Building the project and upload the JAR

You compile the UDF code into a JAR and add the JAR to the classpath on the cluster. You choose one of several methods of configuring the cluster so Hive can find the JAR.

Cloudera Private Cloud Base
Use one of these methods to configure the cluster to find the JAR:
  • Direct reference

    Straight-forward, but recommended for development only.

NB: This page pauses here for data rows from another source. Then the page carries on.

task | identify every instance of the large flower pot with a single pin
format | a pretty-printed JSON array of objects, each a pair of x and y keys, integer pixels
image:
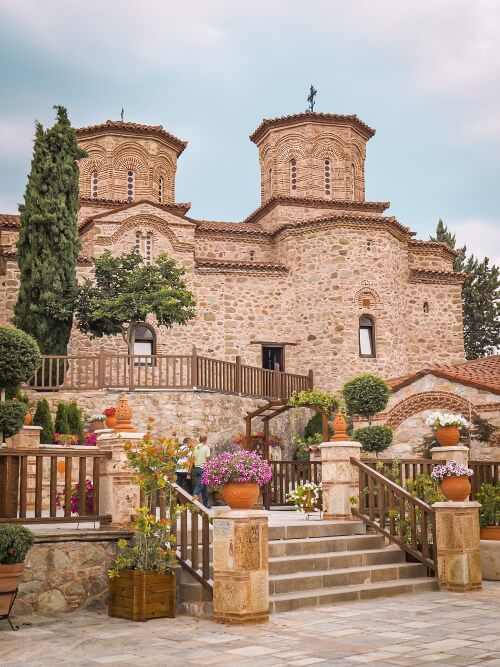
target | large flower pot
[
  {"x": 240, "y": 496},
  {"x": 447, "y": 436},
  {"x": 139, "y": 595},
  {"x": 490, "y": 533},
  {"x": 456, "y": 488},
  {"x": 9, "y": 580}
]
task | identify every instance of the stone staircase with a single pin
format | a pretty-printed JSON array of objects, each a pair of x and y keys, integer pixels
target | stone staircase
[{"x": 315, "y": 562}]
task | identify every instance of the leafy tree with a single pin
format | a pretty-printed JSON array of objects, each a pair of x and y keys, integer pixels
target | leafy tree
[
  {"x": 480, "y": 299},
  {"x": 125, "y": 291},
  {"x": 42, "y": 418},
  {"x": 48, "y": 244}
]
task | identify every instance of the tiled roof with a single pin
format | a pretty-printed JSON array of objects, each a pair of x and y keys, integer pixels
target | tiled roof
[
  {"x": 132, "y": 128},
  {"x": 483, "y": 373},
  {"x": 312, "y": 117}
]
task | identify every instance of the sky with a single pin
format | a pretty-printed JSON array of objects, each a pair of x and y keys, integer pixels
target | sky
[{"x": 425, "y": 74}]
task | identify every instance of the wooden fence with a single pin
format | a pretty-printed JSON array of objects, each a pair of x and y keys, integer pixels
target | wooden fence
[{"x": 163, "y": 371}]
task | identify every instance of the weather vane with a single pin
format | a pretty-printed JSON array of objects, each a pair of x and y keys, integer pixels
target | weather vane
[{"x": 312, "y": 94}]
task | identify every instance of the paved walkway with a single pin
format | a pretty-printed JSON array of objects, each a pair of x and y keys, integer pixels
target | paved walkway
[{"x": 426, "y": 629}]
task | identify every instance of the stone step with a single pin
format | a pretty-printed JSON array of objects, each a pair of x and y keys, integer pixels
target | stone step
[
  {"x": 317, "y": 545},
  {"x": 334, "y": 560},
  {"x": 371, "y": 574},
  {"x": 314, "y": 598}
]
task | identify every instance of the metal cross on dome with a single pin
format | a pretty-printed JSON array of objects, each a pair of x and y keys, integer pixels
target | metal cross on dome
[{"x": 312, "y": 94}]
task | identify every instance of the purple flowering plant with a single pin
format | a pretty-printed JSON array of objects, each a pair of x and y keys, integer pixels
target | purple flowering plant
[
  {"x": 241, "y": 466},
  {"x": 450, "y": 469}
]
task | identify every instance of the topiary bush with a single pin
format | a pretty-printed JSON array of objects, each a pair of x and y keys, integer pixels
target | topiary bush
[
  {"x": 15, "y": 542},
  {"x": 366, "y": 394},
  {"x": 42, "y": 418},
  {"x": 373, "y": 438},
  {"x": 12, "y": 414}
]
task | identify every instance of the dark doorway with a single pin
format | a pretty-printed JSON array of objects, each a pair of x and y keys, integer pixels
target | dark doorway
[{"x": 273, "y": 357}]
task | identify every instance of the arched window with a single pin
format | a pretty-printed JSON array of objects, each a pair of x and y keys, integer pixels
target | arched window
[
  {"x": 144, "y": 343},
  {"x": 94, "y": 183},
  {"x": 130, "y": 185},
  {"x": 366, "y": 336},
  {"x": 293, "y": 176},
  {"x": 327, "y": 178}
]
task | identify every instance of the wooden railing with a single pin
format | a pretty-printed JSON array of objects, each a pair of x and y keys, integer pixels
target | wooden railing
[
  {"x": 32, "y": 481},
  {"x": 164, "y": 371},
  {"x": 287, "y": 476},
  {"x": 393, "y": 512}
]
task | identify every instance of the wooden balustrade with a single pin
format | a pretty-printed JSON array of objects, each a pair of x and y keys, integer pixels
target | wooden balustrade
[
  {"x": 393, "y": 512},
  {"x": 32, "y": 480},
  {"x": 163, "y": 371}
]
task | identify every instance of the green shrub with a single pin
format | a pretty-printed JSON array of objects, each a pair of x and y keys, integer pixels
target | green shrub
[
  {"x": 15, "y": 542},
  {"x": 366, "y": 395},
  {"x": 12, "y": 414},
  {"x": 42, "y": 418},
  {"x": 19, "y": 357},
  {"x": 373, "y": 438}
]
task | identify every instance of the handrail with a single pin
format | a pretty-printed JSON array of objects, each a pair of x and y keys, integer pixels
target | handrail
[{"x": 397, "y": 515}]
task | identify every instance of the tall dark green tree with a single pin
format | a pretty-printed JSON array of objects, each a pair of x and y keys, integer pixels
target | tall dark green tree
[
  {"x": 480, "y": 298},
  {"x": 48, "y": 245}
]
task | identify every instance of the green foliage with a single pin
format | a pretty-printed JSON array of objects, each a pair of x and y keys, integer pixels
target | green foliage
[
  {"x": 480, "y": 299},
  {"x": 42, "y": 418},
  {"x": 19, "y": 357},
  {"x": 373, "y": 438},
  {"x": 125, "y": 291},
  {"x": 15, "y": 542},
  {"x": 48, "y": 244},
  {"x": 489, "y": 497},
  {"x": 12, "y": 414},
  {"x": 425, "y": 488},
  {"x": 366, "y": 395}
]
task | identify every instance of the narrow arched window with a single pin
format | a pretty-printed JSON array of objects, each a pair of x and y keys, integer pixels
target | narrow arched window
[
  {"x": 94, "y": 184},
  {"x": 293, "y": 176},
  {"x": 130, "y": 185},
  {"x": 327, "y": 176},
  {"x": 366, "y": 336}
]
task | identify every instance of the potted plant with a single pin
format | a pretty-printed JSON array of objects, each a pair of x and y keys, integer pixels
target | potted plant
[
  {"x": 15, "y": 542},
  {"x": 142, "y": 580},
  {"x": 453, "y": 479},
  {"x": 238, "y": 475},
  {"x": 447, "y": 427},
  {"x": 489, "y": 514}
]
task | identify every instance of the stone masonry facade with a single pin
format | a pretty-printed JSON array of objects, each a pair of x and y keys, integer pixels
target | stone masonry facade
[{"x": 300, "y": 271}]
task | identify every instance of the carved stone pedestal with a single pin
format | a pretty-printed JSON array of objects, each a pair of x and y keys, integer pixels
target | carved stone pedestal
[{"x": 241, "y": 571}]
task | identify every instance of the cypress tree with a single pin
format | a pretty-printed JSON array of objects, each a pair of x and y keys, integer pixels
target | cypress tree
[
  {"x": 48, "y": 245},
  {"x": 480, "y": 298}
]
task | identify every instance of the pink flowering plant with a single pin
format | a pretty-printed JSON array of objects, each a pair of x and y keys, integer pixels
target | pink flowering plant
[
  {"x": 450, "y": 469},
  {"x": 237, "y": 467}
]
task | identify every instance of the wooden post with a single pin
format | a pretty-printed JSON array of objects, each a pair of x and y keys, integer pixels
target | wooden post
[{"x": 194, "y": 368}]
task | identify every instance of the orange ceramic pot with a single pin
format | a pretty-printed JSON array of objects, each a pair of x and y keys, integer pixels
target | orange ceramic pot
[
  {"x": 240, "y": 496},
  {"x": 456, "y": 488},
  {"x": 490, "y": 533},
  {"x": 447, "y": 436}
]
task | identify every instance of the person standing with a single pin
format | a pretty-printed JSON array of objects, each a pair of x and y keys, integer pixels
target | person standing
[{"x": 201, "y": 455}]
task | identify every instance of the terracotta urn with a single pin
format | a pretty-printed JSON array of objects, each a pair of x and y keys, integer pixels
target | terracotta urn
[
  {"x": 456, "y": 488},
  {"x": 240, "y": 496},
  {"x": 447, "y": 436}
]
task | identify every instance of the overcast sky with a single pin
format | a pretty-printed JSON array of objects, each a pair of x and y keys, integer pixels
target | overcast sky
[{"x": 425, "y": 74}]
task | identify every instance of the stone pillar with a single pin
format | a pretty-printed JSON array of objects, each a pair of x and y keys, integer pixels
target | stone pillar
[
  {"x": 119, "y": 494},
  {"x": 457, "y": 546},
  {"x": 455, "y": 453},
  {"x": 241, "y": 571},
  {"x": 339, "y": 478}
]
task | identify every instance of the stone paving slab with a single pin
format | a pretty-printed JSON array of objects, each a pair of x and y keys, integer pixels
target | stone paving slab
[{"x": 430, "y": 629}]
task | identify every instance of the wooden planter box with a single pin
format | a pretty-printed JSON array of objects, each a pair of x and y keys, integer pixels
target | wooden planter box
[{"x": 138, "y": 595}]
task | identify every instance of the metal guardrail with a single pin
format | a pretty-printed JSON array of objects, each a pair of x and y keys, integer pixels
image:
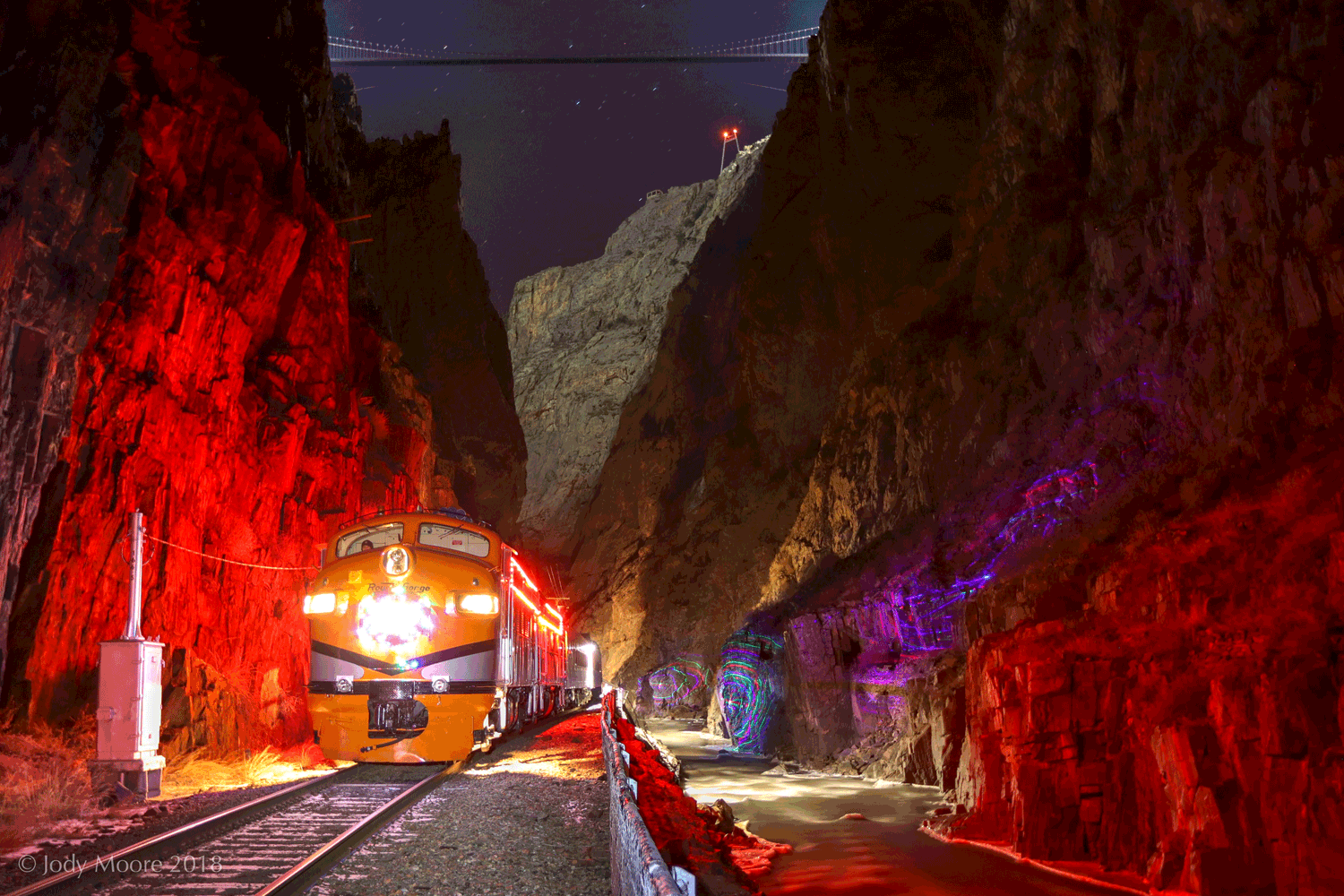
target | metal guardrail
[{"x": 637, "y": 869}]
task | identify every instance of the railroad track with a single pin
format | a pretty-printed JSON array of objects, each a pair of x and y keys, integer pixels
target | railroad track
[{"x": 277, "y": 845}]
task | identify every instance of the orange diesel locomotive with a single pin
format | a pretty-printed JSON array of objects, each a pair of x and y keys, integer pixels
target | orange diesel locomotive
[{"x": 430, "y": 640}]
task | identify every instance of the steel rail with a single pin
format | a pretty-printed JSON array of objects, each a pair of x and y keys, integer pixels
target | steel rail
[
  {"x": 171, "y": 840},
  {"x": 306, "y": 872},
  {"x": 569, "y": 61}
]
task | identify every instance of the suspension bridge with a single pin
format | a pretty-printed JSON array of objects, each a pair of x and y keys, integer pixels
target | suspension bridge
[{"x": 790, "y": 46}]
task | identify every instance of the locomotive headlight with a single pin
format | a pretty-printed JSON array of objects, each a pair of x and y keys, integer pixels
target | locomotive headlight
[
  {"x": 397, "y": 560},
  {"x": 480, "y": 603},
  {"x": 314, "y": 603},
  {"x": 395, "y": 624}
]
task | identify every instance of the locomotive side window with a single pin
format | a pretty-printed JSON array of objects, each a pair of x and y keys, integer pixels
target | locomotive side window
[
  {"x": 370, "y": 538},
  {"x": 449, "y": 538}
]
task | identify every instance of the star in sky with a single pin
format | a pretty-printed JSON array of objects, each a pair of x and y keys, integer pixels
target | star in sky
[{"x": 556, "y": 158}]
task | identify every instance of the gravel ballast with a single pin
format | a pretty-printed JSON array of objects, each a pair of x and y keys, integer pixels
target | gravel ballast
[{"x": 529, "y": 818}]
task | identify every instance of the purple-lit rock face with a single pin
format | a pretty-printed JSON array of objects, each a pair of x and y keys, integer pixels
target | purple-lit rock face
[{"x": 994, "y": 422}]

  • Hive aux library directory

    Prevents accidental overwriting of files or functions. Recommended for tested, stable UDFs to prevent accidental overwriting of files or functions.

  • Reloadable aux JAR

    Avoids HiveServer restarts. Recommended if you anticipate making frequent changes to the UDF logic.

CDP Public Cloud
Use the Direct reference method only.
  1. Build the IntelliJ project.
    ...
    [INFO] Building jar: /Users/max/IdeaProjects/hiveudf/target/TypeOf-1.0-SNAPSHOT.jar
    [INFO] ------------------------------------------------------------------------
    [INFO] BUILD SUCCESS
    [INFO] ------------------------------------------------------------------------
    [INFO] Total time: 14.820 s
    [INFO] Finished at: 2019-04-03T16:53:04-07:00
    [INFO] Final Memory: 26M/397M
    [INFO] ------------------------------------------------------------------------
                        
    Process finished with exit code 0
  2. In IntelliJ, navigate to the JAR in the /target directory of the project.
  3. Configure the cluster so Hive can find the JAR using one of the following methods.
    • Direct JAR reference
      1. Upload the JAR to HDFS (Cloudera Private Cloud Base) or S3 (CDP Public Cloud).
      2. Move the JAR into the Hive warehouse. For example, in Cloudera Private Cloud Base:
        $ hdfs dfs -put TypeOf-1.0-SNAPSHOT.jar /warehouse/tablespace/managed/hiveudf-1.0-SNAPSHOT.jar
    • Hive aux JARs path (Cloudera Private Cloud Base only)
      1. In Cloudera Private Cloud Base, click Cloudera Manager > Clusters and select the HIVE. Click Configuration and search for Hive Auxiliary JARs Directory.
      2. Specify a directory value for the Hive aux JARs property if necessary, or make a note of the path.
      3. Upload the JAR to the specified directory on all Hive metastore instances.
      4. Click Cloudera Manager > Clusters and select the HIVE-ON-TEZ. Click Configuration and search for Hive Auxiliary JARs Directory.
      5. Upload the JAR to the specified directory on all HiveServer instances.
    • Reloadable aux JAR (Cloudera Private Cloud Base only)
      1. Upload the JAR to the /hadoop/hive-udf-dyn directory on all HiveServer instances (and all Metastore instances, if separate). An HDFS location is not supported.
      2. In hive-site.xml, set the following property: hive.reloadable.aux.jars.path=/hadoop/hive-udf-dyn.
  4. In IntelliJ, click Save.
  5. Click Actions > Deploy Client Configuration.
  6. Restart the Hive service. For example, restart HIVE.